The most luminous galaxies in the universe are more than a thousand times brighter than our Milky Way, but they are relatively dim in the optical. Most of their radiation is emitted at infrared wavelengths by dust that has been heated by massive starburst activity and / or the accretion of material onto a supermassive black hole galactic nucleus (an AGN, active galactic nucleus). Moreover, most of the tremendous luminosity typically arises in their central circumnuclear regions, only hundreds of light-years in size. Here the dust is particularly dense and even X-ray emission is typically absorbed before it can escape and be detected. All this obscuring material makes it very difficult for astronomers trying to answer key questions about these galaxies including details of the mechanisms that generate the energy and the conditions that triggered their ultra-bright behavior.
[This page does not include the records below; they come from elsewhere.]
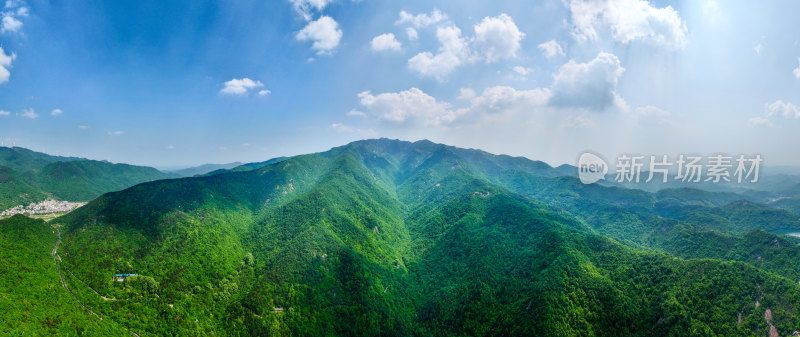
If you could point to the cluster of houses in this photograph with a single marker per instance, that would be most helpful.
(44, 207)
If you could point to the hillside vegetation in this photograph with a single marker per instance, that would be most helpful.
(27, 176)
(385, 237)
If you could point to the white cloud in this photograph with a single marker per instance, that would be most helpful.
(5, 63)
(240, 86)
(759, 121)
(305, 7)
(497, 38)
(10, 21)
(354, 112)
(628, 20)
(412, 33)
(29, 113)
(503, 99)
(651, 115)
(783, 109)
(551, 49)
(339, 127)
(452, 53)
(385, 42)
(588, 85)
(577, 122)
(413, 107)
(522, 70)
(324, 32)
(10, 24)
(407, 107)
(421, 20)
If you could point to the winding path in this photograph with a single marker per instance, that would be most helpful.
(64, 283)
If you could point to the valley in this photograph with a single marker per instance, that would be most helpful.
(385, 237)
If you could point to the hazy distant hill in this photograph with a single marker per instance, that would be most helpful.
(385, 237)
(203, 169)
(27, 176)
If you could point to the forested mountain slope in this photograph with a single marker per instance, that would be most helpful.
(386, 237)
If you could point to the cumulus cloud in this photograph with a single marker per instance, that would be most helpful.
(357, 113)
(339, 127)
(577, 122)
(503, 99)
(522, 70)
(306, 7)
(10, 24)
(385, 42)
(796, 71)
(13, 10)
(626, 21)
(29, 113)
(551, 49)
(324, 33)
(497, 38)
(5, 63)
(412, 33)
(783, 109)
(759, 122)
(414, 107)
(411, 106)
(421, 20)
(452, 53)
(651, 115)
(241, 86)
(591, 85)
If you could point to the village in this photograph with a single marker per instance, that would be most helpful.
(41, 208)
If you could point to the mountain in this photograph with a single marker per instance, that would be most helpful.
(27, 176)
(14, 190)
(203, 169)
(248, 166)
(385, 237)
(33, 301)
(24, 160)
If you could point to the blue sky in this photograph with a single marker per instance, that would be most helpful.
(187, 82)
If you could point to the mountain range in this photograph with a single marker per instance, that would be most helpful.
(27, 176)
(387, 237)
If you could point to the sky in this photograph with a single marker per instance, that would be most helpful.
(181, 83)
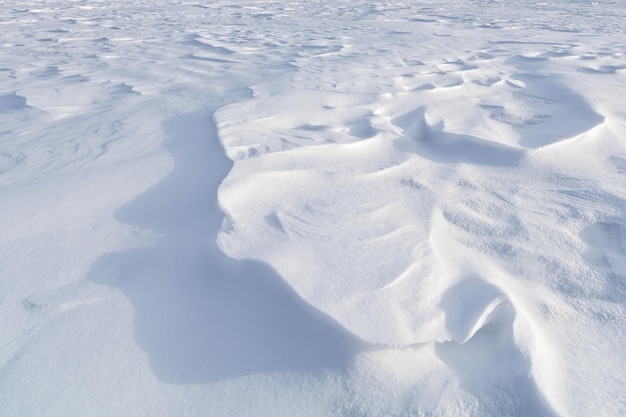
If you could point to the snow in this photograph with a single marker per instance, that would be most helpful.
(246, 208)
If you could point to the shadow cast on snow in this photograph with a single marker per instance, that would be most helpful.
(199, 315)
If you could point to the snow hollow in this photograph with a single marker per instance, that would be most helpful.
(316, 208)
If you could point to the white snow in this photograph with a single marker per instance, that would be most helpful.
(348, 208)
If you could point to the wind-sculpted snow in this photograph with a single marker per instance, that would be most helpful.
(312, 208)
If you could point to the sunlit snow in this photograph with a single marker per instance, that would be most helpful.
(316, 208)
Two luminous galaxies, Arp 220 and NGC 4418, have nuclear regions that are among the most heavily obscured known and are in a class called buried galactic nuclei. Radio observations had found that Arp 220 has a double nucleus, suggesting that it was in the midst of a merger of two galaxies; merging is one of the principle ways thought to produce ultraluminous systems. The other galaxy, NGC4418, does not show evidence of two nuclei but may be in a later stage of evolution, after the two have coalesced. The most intense phase of starburst and AGN activity is only thought to last 100 million years, but recurrent activity may occur and these two galaxies could be representative of the two situations. Astronomers, besides trying to understand the origin of ultraluminous galaxies, also want to study the extreme physical processes in the nuclei, like the inflow of accreting material and the ejection of jets from the AGN.
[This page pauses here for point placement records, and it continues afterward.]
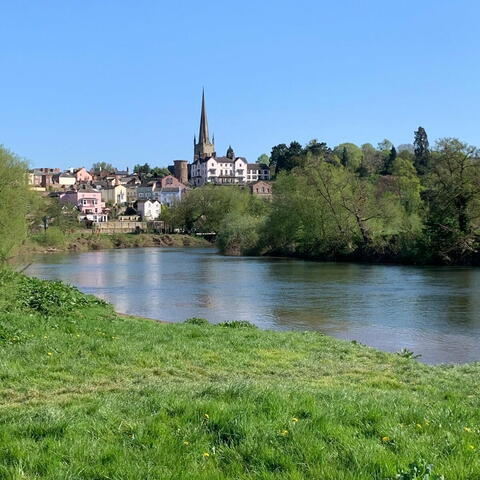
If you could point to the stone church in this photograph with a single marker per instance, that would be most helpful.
(230, 169)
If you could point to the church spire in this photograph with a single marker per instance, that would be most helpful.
(203, 134)
(204, 148)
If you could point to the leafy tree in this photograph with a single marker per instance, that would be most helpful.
(286, 158)
(389, 162)
(263, 159)
(160, 172)
(405, 147)
(350, 155)
(453, 197)
(372, 161)
(142, 169)
(102, 167)
(14, 200)
(421, 151)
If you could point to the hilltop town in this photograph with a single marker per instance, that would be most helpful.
(103, 195)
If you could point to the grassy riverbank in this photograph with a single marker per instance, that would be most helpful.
(87, 394)
(84, 240)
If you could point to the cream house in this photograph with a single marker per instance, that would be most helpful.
(149, 209)
(116, 195)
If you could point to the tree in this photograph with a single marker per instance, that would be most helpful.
(14, 200)
(421, 151)
(318, 149)
(263, 159)
(286, 158)
(453, 197)
(350, 155)
(389, 162)
(160, 172)
(98, 167)
(142, 169)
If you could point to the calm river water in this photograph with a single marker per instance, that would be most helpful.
(434, 311)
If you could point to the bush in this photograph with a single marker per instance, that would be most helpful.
(49, 298)
(237, 324)
(52, 237)
(196, 321)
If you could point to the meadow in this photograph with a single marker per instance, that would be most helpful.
(86, 393)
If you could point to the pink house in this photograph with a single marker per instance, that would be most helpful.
(81, 175)
(89, 203)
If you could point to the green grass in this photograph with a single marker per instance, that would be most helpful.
(84, 239)
(87, 394)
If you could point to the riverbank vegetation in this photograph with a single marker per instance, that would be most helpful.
(86, 393)
(415, 205)
(81, 240)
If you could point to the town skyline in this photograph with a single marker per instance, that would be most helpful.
(121, 95)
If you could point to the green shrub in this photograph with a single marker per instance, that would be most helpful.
(237, 324)
(197, 321)
(52, 237)
(419, 471)
(51, 297)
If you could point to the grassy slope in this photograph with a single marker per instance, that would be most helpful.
(86, 394)
(84, 240)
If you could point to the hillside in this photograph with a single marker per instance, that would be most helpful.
(88, 394)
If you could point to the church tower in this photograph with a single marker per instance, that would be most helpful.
(204, 148)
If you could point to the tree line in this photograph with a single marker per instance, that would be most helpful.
(413, 203)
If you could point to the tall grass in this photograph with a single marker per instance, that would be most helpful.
(86, 394)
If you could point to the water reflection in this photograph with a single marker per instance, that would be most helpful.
(432, 311)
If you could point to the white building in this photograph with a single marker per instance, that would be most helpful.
(149, 209)
(208, 168)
CfA astronomer David Wilner and a team of colleagues used the ALMA facility to probe the nuclear regions of Arp 220 and NGC 4418 at millimeter wavelengths with unprecedented sensitivity and spatial resolution. They resolved the nuclear cores of the galaxies and found each of them to be between about 60-400 light-years in size with complex, slightly elongated shapes that suggest rotation of the material is responsible for the morphology. They were also able to determine the shape of a bipolar outflow from one core, the inclination of their circumnuclear disks (about sixty degrees in all cases), and to derive an expression relating the spectral shape of the millimeter continuum to the total nuclear obscuration, something that will make it much easier to identify other buried galactic nuclei. The result emphasizes the considerable utility of the submillimeter and millimeter-wave continuum emission from obscured nuclei in modeling the nature and evolution of luminous galaxies. In a companion paper, the team presents the spectral results from their observations.
Reference:: "Deeply Buried Nuclei in the Infrared-luminous Galaxies NGC 4418 and Arp 220. I. ALMA Observations at λ = 1.4–0.4mm and Continuum Analysis," Kazushi Sakamoto, Eduardo González-Alfonso, Sergio Martín, David J. Wilner, Susanne Aalto, Aaron S. Evans, and Nanase Harada, The Astrophysical Journal 923, 206, 2021.